The Power of American Collectors: Art Acquisition in the Gilded Age

2023-08-13 19:12:00

Wilhelm Bode was frustrated. In 1903, the director of the Berlin Gemäldegalerie complained in a magazine article: “Where a dispute breaks out about a valuable work of art at auction or in the art trade, you can be fairly certain that the Americans will emerge victorious.” According to Bode, the buyers were from the USA the “horror of European museums and collectors”. In 1896 he had tried to acquire Titian’s oil painting The Rape of Europe from a British private collection. But he didn’t stand a chance against Isabella Stewart Gardner. With a purchase price of 20,000 pounds – a record for Titian at the time – the collector from Boston trumped the German museum man. Even when the Louvre and the London National Gallery wanted to bid on the oil painting “The Concert” by Jan Vermeer at the Paris auction house Drouot in 1892, Gardner sat in the hall to the dismay of the museum curators and had the upper hand in the bidding war.

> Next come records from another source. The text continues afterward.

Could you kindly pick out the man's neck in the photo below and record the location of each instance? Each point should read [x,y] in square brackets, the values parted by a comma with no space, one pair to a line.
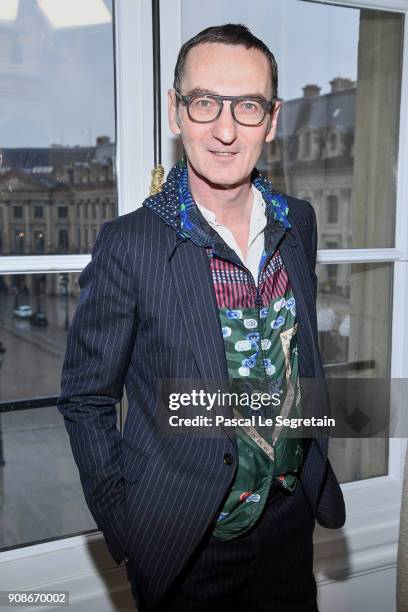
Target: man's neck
[232,206]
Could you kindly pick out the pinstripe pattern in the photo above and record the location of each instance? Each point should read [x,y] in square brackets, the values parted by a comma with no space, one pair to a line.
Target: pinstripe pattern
[147,311]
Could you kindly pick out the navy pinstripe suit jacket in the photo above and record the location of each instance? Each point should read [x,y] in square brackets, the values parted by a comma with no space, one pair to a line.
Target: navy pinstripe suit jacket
[148,310]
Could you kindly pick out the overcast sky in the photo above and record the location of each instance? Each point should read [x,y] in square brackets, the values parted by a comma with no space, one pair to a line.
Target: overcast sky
[56,86]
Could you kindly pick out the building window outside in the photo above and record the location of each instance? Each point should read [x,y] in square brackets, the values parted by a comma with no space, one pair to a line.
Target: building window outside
[63,240]
[332,209]
[80,128]
[17,212]
[19,241]
[329,130]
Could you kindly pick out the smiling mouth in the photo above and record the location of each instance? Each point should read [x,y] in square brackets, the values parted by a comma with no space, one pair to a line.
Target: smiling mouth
[223,153]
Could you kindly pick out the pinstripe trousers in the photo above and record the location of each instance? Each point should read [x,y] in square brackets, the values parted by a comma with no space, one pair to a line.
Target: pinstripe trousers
[269,568]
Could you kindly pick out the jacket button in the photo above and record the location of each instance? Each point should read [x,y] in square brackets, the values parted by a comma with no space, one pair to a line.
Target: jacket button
[228,459]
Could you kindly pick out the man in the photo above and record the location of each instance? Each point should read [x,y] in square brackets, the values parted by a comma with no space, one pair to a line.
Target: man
[213,280]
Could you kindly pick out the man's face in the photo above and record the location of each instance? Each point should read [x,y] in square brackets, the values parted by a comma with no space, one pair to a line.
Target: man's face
[224,70]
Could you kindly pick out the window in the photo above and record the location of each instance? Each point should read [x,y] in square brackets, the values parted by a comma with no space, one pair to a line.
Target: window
[19,241]
[332,209]
[352,148]
[66,71]
[64,123]
[63,240]
[39,241]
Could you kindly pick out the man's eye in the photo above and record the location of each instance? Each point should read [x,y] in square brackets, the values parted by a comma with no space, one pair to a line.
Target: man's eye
[204,103]
[249,107]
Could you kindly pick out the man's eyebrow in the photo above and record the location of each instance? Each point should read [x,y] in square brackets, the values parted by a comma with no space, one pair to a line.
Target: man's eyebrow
[202,90]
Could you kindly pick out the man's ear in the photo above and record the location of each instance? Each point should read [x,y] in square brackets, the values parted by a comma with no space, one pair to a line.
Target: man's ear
[174,120]
[270,135]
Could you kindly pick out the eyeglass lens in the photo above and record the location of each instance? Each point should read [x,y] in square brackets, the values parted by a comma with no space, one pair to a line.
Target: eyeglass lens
[206,108]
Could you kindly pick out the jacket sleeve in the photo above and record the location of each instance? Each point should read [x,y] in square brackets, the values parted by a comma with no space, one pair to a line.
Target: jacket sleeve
[99,347]
[314,249]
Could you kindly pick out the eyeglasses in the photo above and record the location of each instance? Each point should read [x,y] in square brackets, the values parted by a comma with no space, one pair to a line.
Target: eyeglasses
[204,108]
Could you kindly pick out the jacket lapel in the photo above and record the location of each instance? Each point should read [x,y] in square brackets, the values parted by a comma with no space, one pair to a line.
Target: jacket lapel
[313,389]
[196,298]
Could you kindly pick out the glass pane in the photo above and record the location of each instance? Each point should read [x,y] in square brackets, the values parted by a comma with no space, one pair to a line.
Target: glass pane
[354,306]
[35,453]
[35,311]
[339,78]
[57,127]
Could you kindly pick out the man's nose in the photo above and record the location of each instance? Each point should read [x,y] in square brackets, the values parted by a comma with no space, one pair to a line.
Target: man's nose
[225,127]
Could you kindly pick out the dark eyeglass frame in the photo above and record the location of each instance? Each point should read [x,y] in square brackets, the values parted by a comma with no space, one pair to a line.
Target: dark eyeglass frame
[267,105]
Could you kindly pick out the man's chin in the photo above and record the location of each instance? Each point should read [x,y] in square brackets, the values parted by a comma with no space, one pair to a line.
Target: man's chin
[219,179]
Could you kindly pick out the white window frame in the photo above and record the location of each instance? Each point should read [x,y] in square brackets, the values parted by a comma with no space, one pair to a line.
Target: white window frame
[373,505]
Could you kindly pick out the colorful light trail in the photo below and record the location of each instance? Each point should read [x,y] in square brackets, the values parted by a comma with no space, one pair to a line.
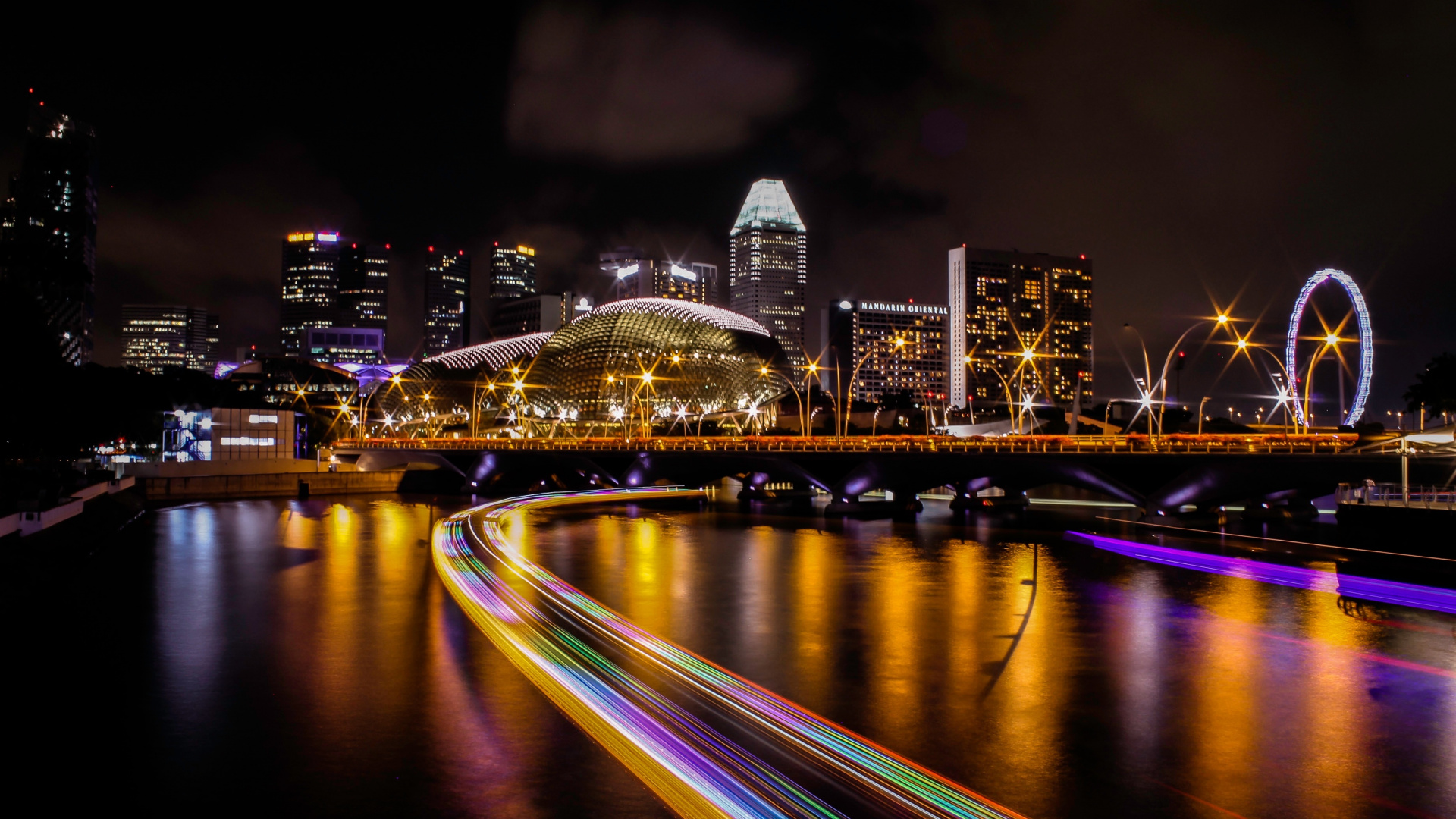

American bankers, oil barons, steel magnates, railroad tycoons and department store owners had accumulated enormous fortunes with their rampant financial speculation and with the rapid industrialization of the USA. Because of their wealth, they saw themselves as the aristocrats of the New World and wanted to live appropriately. Not owning castles that were centuries old, they built palatial mansions in the Italian Renaissance or French Baroque style. The need for representation led to an exuberant historicist luxury inside the houses, which was enhanced with original old masters.

Travelers to Italy on a spending spree: Anders Zorn’s painting “Isabella Stewart Gardner in Venice” from 1894 belongs to the collection of the sitters. : Image: Picture Alliance

The collectors of the so-called Gilded Age, like Isabella Stewart Gardner, coveted nothing so much as old European art, intended to make up for the lack of their own cultural tradition. For the nouveau riche millionaires, owning an important art collection was an expression of their success, their sophistication and their social position. They benefited from the fact that around 1900 impoverished nobles, especially in Italy, France and Great Britain, needed money and had to part with their inherited treasures. In their frenzy on buying, the collectors from overseas acquired art and handicrafts from Europe not only by the truck but by the wagon.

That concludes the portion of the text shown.